There are mornings in Grand Rapids when the city feels like it is holding its breath — the light low and golden, the air carrying just enough of a bite to make you feel alive. Those are the mornings I head to the Coldbrook Street Trailhead on the northern edge of downtown and step onto the White Pine Trail, and every single time, I wonder why I waited so long between visits.
The White Pine Trail is one of Michigan’s great linear treasures. Stretching roughly 92 miles from Comstock Park all the way up to Cadillac, it follows the old bed of the Penn Central Railroad through the heart of western Michigan. But you do not need to be a long-distance cyclist with panniers packed for a week to fall in love with it. The Grand Rapids segment alone — accessible right from the city — offers a completely satisfying half-day adventure that manages to feel both wild and wonderfully convenient.
The Coldbrook Street Trailhead sits just north of the medical mile corridor, tucked between the Grand River and the quietly revitalizing neighborhoods that sit north of downtown. Parking is easy, the trailhead is clearly marked, and within about two minutes of setting foot on the packed gravel surface, the ambient noise of the city begins to soften.

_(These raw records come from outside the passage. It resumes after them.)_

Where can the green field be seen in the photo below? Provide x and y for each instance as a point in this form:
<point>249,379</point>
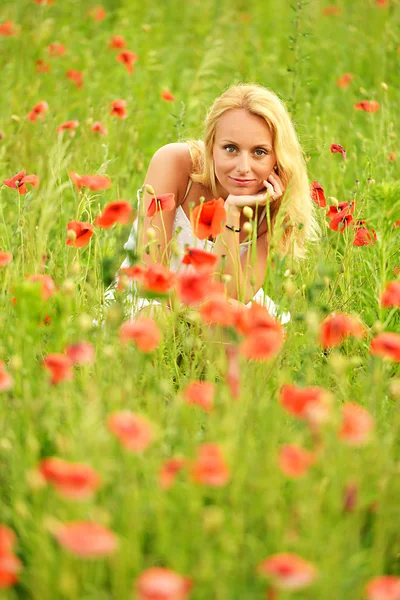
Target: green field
<point>337,505</point>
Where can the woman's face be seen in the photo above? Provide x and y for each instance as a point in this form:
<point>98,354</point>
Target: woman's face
<point>243,152</point>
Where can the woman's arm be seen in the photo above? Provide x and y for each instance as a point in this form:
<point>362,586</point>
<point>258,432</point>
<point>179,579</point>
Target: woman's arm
<point>167,173</point>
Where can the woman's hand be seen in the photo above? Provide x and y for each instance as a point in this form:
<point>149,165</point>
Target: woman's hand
<point>274,187</point>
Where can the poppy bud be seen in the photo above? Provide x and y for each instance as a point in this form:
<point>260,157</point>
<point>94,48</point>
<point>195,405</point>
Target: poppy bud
<point>149,189</point>
<point>248,212</point>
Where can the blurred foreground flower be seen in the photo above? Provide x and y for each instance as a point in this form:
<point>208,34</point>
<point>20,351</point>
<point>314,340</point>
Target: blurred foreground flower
<point>158,583</point>
<point>86,539</point>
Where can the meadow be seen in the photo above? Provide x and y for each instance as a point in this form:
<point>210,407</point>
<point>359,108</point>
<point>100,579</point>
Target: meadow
<point>181,460</point>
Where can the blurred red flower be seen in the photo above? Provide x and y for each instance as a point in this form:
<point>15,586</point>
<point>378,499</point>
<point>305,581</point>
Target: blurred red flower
<point>367,105</point>
<point>99,127</point>
<point>169,470</point>
<point>114,212</point>
<point>391,295</point>
<point>85,539</point>
<point>68,125</point>
<point>294,461</point>
<point>56,49</point>
<point>83,232</point>
<point>20,180</point>
<point>338,148</point>
<point>94,182</point>
<point>127,58</point>
<point>158,583</point>
<point>318,194</point>
<point>73,480</point>
<point>386,345</point>
<point>81,353</point>
<point>161,203</point>
<point>200,393</point>
<point>210,468</point>
<point>340,216</point>
<point>118,109</point>
<point>338,326</point>
<point>357,424</point>
<point>60,367</point>
<point>5,258</point>
<point>117,42</point>
<point>133,431</point>
<point>202,261</point>
<point>207,218</point>
<point>288,571</point>
<point>143,331</point>
<point>76,77</point>
<point>385,587</point>
<point>344,80</point>
<point>167,96</point>
<point>364,236</point>
<point>7,29</point>
<point>38,110</point>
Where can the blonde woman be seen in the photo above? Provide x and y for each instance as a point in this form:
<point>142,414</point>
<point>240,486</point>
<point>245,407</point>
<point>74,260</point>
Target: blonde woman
<point>250,157</point>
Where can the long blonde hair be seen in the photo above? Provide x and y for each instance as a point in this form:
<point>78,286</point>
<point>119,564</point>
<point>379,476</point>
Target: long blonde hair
<point>299,224</point>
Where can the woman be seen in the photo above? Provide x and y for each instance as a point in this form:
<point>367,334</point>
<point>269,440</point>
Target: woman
<point>250,157</point>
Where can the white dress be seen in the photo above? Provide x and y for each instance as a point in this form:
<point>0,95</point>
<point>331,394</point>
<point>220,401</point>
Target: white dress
<point>186,236</point>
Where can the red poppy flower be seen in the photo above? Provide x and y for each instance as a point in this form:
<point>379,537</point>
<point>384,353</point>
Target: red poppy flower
<point>127,58</point>
<point>218,311</point>
<point>47,285</point>
<point>143,331</point>
<point>56,49</point>
<point>261,344</point>
<point>76,77</point>
<point>318,194</point>
<point>169,470</point>
<point>85,539</point>
<point>364,236</point>
<point>294,461</point>
<point>338,148</point>
<point>42,67</point>
<point>385,587</point>
<point>367,105</point>
<point>386,345</point>
<point>118,109</point>
<point>114,212</point>
<point>338,326</point>
<point>60,367</point>
<point>202,261</point>
<point>200,393</point>
<point>357,424</point>
<point>83,232</point>
<point>210,467</point>
<point>38,110</point>
<point>20,180</point>
<point>167,96</point>
<point>309,403</point>
<point>73,480</point>
<point>340,216</point>
<point>7,28</point>
<point>97,13</point>
<point>94,182</point>
<point>391,295</point>
<point>117,42</point>
<point>99,127</point>
<point>288,571</point>
<point>5,258</point>
<point>158,583</point>
<point>161,203</point>
<point>81,353</point>
<point>344,80</point>
<point>207,218</point>
<point>133,431</point>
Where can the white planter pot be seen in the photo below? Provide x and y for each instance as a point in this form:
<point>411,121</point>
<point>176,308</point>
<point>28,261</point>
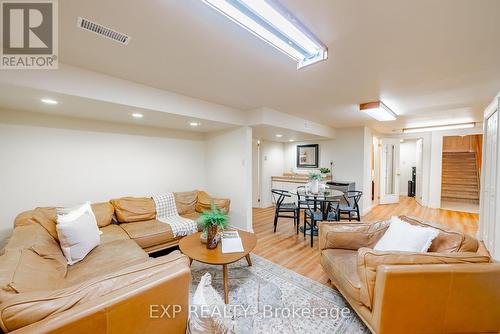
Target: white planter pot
<point>315,186</point>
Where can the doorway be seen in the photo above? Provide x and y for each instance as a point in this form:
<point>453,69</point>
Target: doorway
<point>461,173</point>
<point>389,170</point>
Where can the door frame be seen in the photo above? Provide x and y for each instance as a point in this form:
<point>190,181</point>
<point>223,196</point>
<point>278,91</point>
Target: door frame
<point>394,197</point>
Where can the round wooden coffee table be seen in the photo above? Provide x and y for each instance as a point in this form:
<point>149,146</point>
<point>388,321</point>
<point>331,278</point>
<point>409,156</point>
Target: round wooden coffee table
<point>196,250</point>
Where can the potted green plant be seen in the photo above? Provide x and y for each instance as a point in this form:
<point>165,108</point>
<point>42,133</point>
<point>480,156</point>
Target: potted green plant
<point>324,171</point>
<point>314,178</point>
<point>212,221</point>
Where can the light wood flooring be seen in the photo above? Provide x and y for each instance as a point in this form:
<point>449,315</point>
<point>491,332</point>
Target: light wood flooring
<point>294,252</point>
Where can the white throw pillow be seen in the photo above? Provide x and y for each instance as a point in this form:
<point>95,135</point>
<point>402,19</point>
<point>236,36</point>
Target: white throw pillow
<point>206,309</point>
<point>402,236</point>
<point>77,231</point>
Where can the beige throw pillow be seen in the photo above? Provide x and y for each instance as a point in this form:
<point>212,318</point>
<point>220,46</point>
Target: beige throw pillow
<point>77,232</point>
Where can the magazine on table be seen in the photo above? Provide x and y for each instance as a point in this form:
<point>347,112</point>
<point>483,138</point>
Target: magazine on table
<point>231,242</point>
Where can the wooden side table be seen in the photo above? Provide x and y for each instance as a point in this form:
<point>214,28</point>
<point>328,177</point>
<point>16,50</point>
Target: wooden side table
<point>196,250</point>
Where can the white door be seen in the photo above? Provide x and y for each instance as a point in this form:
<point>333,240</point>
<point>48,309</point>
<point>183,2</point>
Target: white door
<point>389,171</point>
<point>420,158</point>
<point>489,186</point>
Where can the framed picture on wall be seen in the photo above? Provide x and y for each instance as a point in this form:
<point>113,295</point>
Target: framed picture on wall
<point>307,156</point>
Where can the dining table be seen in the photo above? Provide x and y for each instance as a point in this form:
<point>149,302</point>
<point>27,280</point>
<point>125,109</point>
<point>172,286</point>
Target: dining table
<point>324,195</point>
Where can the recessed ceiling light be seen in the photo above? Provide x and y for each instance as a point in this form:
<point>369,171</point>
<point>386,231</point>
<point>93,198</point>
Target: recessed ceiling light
<point>275,25</point>
<point>49,101</point>
<point>378,110</point>
<point>440,127</point>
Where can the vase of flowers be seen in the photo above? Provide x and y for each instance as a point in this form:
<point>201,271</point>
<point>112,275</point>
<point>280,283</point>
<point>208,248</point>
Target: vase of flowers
<point>324,171</point>
<point>212,222</point>
<point>314,178</point>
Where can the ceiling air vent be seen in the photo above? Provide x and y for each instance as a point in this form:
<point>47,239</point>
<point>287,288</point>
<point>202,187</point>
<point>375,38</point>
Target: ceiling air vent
<point>101,30</point>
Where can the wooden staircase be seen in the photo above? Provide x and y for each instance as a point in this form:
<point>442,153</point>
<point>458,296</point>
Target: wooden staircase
<point>460,177</point>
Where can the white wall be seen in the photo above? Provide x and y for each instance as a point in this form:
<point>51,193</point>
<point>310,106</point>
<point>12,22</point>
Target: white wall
<point>256,173</point>
<point>52,161</point>
<point>272,164</point>
<point>347,151</point>
<point>229,172</point>
<point>367,204</point>
<point>407,159</point>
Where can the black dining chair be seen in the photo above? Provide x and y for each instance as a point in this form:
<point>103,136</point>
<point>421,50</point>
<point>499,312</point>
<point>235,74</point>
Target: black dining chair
<point>283,210</point>
<point>352,198</point>
<point>319,209</point>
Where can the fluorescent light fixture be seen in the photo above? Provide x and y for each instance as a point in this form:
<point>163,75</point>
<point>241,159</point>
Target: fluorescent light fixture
<point>274,24</point>
<point>440,127</point>
<point>378,110</point>
<point>49,101</point>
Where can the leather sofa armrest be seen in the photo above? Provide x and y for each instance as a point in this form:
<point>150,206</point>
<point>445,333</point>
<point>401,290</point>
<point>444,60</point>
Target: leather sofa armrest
<point>204,202</point>
<point>443,298</point>
<point>370,260</point>
<point>127,301</point>
<point>350,236</point>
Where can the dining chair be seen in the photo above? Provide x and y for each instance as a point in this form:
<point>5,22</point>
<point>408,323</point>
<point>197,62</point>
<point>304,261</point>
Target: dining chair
<point>327,210</point>
<point>352,198</point>
<point>283,210</point>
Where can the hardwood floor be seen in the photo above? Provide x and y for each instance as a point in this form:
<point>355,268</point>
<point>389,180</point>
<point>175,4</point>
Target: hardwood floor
<point>294,252</point>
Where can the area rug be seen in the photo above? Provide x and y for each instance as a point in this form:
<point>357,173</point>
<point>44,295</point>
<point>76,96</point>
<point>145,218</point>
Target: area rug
<point>268,298</point>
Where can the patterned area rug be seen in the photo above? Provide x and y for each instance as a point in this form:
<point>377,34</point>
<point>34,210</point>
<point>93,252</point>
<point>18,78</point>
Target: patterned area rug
<point>268,298</point>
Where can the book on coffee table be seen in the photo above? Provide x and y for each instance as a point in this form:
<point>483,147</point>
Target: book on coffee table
<point>231,242</point>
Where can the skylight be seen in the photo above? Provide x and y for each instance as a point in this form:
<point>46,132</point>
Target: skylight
<point>271,22</point>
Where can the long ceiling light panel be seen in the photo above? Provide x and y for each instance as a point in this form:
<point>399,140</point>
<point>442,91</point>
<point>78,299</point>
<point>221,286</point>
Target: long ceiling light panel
<point>440,127</point>
<point>378,110</point>
<point>270,21</point>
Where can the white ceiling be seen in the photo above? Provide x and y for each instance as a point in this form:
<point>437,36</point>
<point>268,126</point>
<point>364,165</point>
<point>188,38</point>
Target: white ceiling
<point>26,99</point>
<point>430,61</point>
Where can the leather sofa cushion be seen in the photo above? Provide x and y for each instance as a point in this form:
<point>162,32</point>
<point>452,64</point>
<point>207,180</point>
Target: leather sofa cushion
<point>204,202</point>
<point>106,258</point>
<point>448,240</point>
<point>149,233</point>
<point>112,232</point>
<point>350,236</point>
<point>23,309</point>
<point>40,267</point>
<point>341,265</point>
<point>103,213</point>
<point>24,237</point>
<point>192,215</point>
<point>186,201</point>
<point>47,217</point>
<point>134,209</point>
<point>368,260</point>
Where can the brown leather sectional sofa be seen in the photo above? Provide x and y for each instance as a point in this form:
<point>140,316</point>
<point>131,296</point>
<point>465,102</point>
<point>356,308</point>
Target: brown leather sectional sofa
<point>450,289</point>
<point>117,288</point>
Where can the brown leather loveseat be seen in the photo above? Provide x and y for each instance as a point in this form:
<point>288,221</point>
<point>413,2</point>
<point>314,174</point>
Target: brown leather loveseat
<point>450,289</point>
<point>117,288</point>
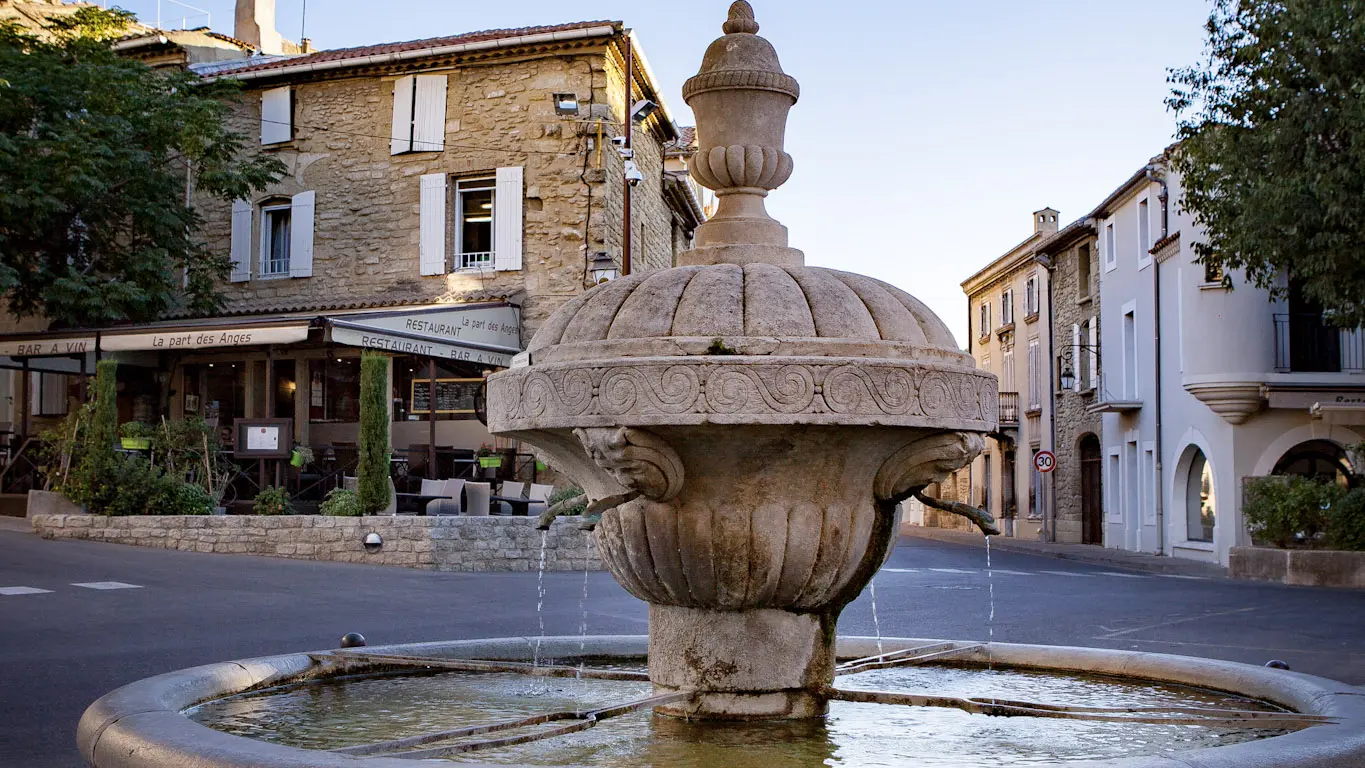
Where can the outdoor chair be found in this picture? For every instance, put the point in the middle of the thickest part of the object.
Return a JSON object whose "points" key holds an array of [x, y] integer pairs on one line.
{"points": [[541, 493], [449, 489], [477, 499]]}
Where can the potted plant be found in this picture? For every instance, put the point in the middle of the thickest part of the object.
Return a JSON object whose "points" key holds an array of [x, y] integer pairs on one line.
{"points": [[135, 435]]}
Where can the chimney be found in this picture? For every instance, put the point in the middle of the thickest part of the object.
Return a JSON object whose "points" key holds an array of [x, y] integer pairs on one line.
{"points": [[1044, 220], [255, 26]]}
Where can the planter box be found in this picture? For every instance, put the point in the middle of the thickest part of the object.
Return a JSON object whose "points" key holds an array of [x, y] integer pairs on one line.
{"points": [[1305, 568], [51, 502]]}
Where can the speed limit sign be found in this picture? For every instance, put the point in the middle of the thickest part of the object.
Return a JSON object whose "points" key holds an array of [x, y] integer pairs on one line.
{"points": [[1044, 461]]}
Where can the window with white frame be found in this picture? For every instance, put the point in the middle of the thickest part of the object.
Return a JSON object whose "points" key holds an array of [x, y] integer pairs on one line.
{"points": [[275, 239], [474, 235]]}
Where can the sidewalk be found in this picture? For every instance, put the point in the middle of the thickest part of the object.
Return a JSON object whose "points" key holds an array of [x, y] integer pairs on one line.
{"points": [[1079, 553]]}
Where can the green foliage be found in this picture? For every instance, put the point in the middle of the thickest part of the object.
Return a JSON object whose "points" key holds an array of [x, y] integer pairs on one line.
{"points": [[93, 478], [94, 154], [373, 471], [568, 493], [1302, 512], [341, 502], [1272, 146], [273, 501]]}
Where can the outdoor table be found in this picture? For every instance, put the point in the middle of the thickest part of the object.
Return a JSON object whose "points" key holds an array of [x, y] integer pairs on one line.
{"points": [[419, 499], [519, 505]]}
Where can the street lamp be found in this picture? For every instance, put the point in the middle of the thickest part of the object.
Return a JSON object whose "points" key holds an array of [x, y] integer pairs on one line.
{"points": [[602, 268]]}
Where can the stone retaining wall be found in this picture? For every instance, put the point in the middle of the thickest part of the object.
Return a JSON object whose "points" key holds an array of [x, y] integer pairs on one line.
{"points": [[432, 543], [1305, 568]]}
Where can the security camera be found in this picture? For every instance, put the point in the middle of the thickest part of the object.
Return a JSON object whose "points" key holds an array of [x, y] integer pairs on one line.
{"points": [[632, 173]]}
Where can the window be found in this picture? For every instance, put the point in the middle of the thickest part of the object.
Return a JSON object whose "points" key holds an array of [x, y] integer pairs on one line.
{"points": [[276, 115], [1144, 233], [418, 113], [1083, 272], [1035, 377], [275, 240], [1200, 501], [474, 213], [48, 394]]}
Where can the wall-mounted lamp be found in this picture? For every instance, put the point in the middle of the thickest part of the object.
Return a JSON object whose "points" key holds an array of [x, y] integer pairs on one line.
{"points": [[602, 268], [642, 109], [567, 104]]}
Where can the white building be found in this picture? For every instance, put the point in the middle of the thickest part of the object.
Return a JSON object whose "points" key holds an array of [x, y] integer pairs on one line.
{"points": [[1205, 381]]}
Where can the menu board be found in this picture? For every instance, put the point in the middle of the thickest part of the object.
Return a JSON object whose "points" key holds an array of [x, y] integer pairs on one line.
{"points": [[452, 396]]}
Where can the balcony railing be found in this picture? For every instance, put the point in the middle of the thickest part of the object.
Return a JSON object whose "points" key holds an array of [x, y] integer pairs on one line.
{"points": [[1305, 343], [1009, 409]]}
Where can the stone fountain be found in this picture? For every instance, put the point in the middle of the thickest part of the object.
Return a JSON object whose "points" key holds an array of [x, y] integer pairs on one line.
{"points": [[758, 420]]}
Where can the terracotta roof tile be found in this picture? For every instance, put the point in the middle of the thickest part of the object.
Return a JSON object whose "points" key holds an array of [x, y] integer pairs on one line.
{"points": [[341, 53]]}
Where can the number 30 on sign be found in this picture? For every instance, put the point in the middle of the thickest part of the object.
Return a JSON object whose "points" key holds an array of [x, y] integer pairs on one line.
{"points": [[1044, 461]]}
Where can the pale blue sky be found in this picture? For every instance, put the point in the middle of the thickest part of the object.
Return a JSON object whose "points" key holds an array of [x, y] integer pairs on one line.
{"points": [[927, 131]]}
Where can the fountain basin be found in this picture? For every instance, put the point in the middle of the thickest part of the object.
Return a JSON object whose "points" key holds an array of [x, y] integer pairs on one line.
{"points": [[144, 725]]}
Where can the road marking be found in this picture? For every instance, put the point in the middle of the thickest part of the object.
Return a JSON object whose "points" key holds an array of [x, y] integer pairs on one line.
{"points": [[108, 585], [11, 591], [1175, 622]]}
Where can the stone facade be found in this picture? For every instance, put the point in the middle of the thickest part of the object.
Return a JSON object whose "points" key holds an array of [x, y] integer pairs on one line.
{"points": [[429, 543], [1076, 310]]}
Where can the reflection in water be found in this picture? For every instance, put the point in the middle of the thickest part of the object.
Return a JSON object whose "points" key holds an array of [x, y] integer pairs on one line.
{"points": [[333, 714]]}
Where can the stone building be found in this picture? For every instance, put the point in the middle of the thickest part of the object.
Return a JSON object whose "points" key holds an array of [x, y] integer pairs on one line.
{"points": [[442, 198], [1010, 337], [1077, 480]]}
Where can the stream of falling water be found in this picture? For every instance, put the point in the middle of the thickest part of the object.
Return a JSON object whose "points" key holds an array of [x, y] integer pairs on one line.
{"points": [[990, 619], [877, 625], [539, 599]]}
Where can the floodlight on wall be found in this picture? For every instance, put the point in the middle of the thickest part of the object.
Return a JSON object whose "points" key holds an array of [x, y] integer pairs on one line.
{"points": [[602, 268], [642, 109], [567, 104]]}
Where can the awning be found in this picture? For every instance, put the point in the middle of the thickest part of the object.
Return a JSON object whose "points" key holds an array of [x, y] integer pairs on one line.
{"points": [[487, 334]]}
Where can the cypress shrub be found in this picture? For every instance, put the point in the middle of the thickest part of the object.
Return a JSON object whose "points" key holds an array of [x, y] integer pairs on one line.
{"points": [[373, 471]]}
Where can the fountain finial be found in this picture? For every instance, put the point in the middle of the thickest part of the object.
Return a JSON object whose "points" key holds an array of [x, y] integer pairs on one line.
{"points": [[741, 98], [741, 19]]}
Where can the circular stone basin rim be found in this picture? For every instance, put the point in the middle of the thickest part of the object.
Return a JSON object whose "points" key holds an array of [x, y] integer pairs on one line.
{"points": [[142, 725]]}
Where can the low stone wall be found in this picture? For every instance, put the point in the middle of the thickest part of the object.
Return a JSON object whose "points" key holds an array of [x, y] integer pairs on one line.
{"points": [[432, 543], [1305, 568]]}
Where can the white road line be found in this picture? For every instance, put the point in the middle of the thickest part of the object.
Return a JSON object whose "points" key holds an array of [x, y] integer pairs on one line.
{"points": [[108, 585], [11, 591]]}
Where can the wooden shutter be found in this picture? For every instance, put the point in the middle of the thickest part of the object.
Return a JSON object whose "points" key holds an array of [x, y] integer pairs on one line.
{"points": [[403, 90], [432, 224], [300, 235], [240, 250], [507, 220], [276, 116], [429, 119]]}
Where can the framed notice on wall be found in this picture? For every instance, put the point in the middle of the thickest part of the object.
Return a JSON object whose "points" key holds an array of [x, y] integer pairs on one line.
{"points": [[452, 396], [264, 438]]}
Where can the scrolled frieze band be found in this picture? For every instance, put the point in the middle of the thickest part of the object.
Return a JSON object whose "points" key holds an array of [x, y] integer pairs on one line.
{"points": [[781, 392]]}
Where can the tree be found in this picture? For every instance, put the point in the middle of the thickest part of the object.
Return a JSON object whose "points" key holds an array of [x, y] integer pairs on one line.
{"points": [[97, 153], [1272, 146]]}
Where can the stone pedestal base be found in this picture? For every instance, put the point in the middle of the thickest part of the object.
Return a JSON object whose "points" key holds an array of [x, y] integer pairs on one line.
{"points": [[758, 665]]}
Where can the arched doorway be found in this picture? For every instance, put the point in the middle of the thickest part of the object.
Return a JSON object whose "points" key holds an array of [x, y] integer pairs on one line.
{"points": [[1317, 460], [1092, 504]]}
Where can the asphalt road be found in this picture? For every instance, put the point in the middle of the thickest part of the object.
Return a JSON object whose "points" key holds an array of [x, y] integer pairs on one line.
{"points": [[66, 641]]}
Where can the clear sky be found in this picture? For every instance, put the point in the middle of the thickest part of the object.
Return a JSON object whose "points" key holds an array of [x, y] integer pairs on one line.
{"points": [[927, 130]]}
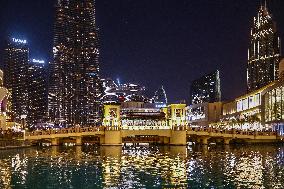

That transition — from urban hum to the rustle of cottonwoods and the smell of river water — is genuinely startling in the best way.
Heading north from Coldbrook, you will pass beneath a series of bridges that frame the Grand River in ways that feel almost cinematic. Great blue herons stalk the shallows. Fishermen string their lines from the banks. On busy weekend afternoons, the trail hosts a cheerful parade of cyclists, runners, dog walkers, and the occasional inline skater who definitely still knows what they are doing. The surface is well-maintained and largely flat, making it accessible for riders of all ages and fitness levels.
One of the things I appreciate most about this stretch of the White Pine Trail is how it threads through real neighborhoods rather than bypassing them. You get glimpses of community gardens, hear kids playing in backyards, and pass through the quiet commercial pockets of Comstock Park if you ride far enough. It is the kind of trail that makes you feel connected to a place rather than just passing over it.
If you are coming from out of town and do not have a bike, Grand Rapids has rental options available through local outfitters close to downtown, so there is no excuse to skip this one. Pack a water bottle, grab something from a café on your way in, and plan to spend at least two to three hours. Go north as far as your legs want to carry you, then turn around and let the tailwind — if you are lucky enough to catch one — push you gently home.
The White Pine Trail is not flashy. It does not have a gift shop or a famous chef or an Instagram wall. What it has is something harder to manufacture: a genuine sense of place, of movement, of Michigan doing what Michigan does best when you just get outside and pay attention. Come for the ride. Stay for the herons.